Diversamente dalle formulazioni causali appena discusse, che chiudevano ogni prospettiva nella definitezza del fatto compiuto, l’uso del condizionale controfattuale apre un mondo possibile, distinto dal mondo attuale, in cui la condizione posta è data per realizzata. Così quando il terapeuta afferma: <<Cioè lei dice “se io avessi avuto dei genitori più uniti tra loro io darei più valore a me stessa”>>, dice alla paziente che in un mondo possibile, lei ha genitori uniti e si dà valore. In termini logico-modali introduce la modalità del Possibile, appartenente alla figura aletica i cui operatori sono appunto il Possibile (M), l’Impossibile (~ M), il Necessario (~M~, non è possibile che non). Attraverso l’uso della prima persona poi, il terapeuta va ad abitare questo mondo possibile, facendosi l’io ausiliario della paziente. 

 

L’effetto dell’intervento. Siamo partiti da una situazione dominata, in particolare al turno 64, dalla figura logico-modale assiologica del tipo ~G, al quale fa seguito l’introduzione della modalità M, caratteristica del condizionale controfattuale usato dal conduttore al turno 65. Ci aspettiamo di coglierne l’effetto al turno 66, con la risposta di Abigail. Che cosa possiamo dire di questa risposta?

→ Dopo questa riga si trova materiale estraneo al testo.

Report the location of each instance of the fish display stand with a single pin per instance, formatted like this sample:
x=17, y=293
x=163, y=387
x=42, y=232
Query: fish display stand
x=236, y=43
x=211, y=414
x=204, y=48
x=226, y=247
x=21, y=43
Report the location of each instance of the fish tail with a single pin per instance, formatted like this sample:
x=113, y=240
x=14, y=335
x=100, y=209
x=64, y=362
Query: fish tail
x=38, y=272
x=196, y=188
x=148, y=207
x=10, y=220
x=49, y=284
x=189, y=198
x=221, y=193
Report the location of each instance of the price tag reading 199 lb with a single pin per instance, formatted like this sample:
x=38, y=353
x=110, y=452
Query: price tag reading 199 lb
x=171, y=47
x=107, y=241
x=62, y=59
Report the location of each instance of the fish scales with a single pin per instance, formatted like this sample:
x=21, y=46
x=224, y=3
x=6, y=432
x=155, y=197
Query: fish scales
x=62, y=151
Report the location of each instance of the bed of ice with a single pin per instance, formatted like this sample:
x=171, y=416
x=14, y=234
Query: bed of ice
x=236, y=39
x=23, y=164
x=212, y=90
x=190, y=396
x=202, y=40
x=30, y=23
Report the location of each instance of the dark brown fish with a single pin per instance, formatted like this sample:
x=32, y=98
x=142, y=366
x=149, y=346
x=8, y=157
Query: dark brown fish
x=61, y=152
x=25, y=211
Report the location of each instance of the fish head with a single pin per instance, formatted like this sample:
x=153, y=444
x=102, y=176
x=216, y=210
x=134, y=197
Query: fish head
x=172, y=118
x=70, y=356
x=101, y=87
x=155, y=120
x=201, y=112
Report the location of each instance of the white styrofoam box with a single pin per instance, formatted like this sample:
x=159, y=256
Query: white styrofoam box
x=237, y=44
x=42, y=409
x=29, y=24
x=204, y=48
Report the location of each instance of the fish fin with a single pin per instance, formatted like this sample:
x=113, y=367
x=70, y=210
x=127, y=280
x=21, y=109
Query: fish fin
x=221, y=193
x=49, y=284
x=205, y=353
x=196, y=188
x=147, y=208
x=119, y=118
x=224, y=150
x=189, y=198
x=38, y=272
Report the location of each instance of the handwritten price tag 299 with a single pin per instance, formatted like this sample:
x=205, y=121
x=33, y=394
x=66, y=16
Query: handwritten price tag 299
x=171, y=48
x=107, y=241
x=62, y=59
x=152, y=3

Ebbene, questa risposta evoca sempre una situazione di mancanza, come prima; eppure troviamo un elemento nuovo. Mentre al turno 64, Abigail parlava di una situazione di isolamento e di odio, ora parla di un suo bisogno, frustrato ma riconosciuto. Ma soprattutto parla di situazioni ipotetiche in cui può chiedere qualcosa ai genitori (<<se parlo con mamma>>, <<se vado da papà>>). Utilizzando il se prospetta delle possibilità: in qualche modo segue il terapeuta sulla via del Possibile. Sul piano delle figure logico-modali introduce la modalità aletica al posto della modalità assiologica. Sul piano dell’atteggiamento mentale introduce un accenno di attività al posto della passività iniziale.

I successivi turni verbali in 67, 69, 71, 73 consentono al terapeuta di rinforzare il legame concettuale tra odio dei genitori e odio di sé, e viceversa tra amore di sé e amore degli altri, allargando la conversazione a tutti i partecipanti. Interviene Emanuele che condivide il motivo espresso dal conduttore, ma, più importante ancora, esprime un’immedesimazione con Rashida: <<anch’io ho provato in certi momenti la stessa sensazione che ha provato lei>>. E’ la prima volta in questa seduta che la condivisione di un motivo narrativo segue la via diretta da un paziente all’altro, e non più indirettamente attraverso il terapeuta.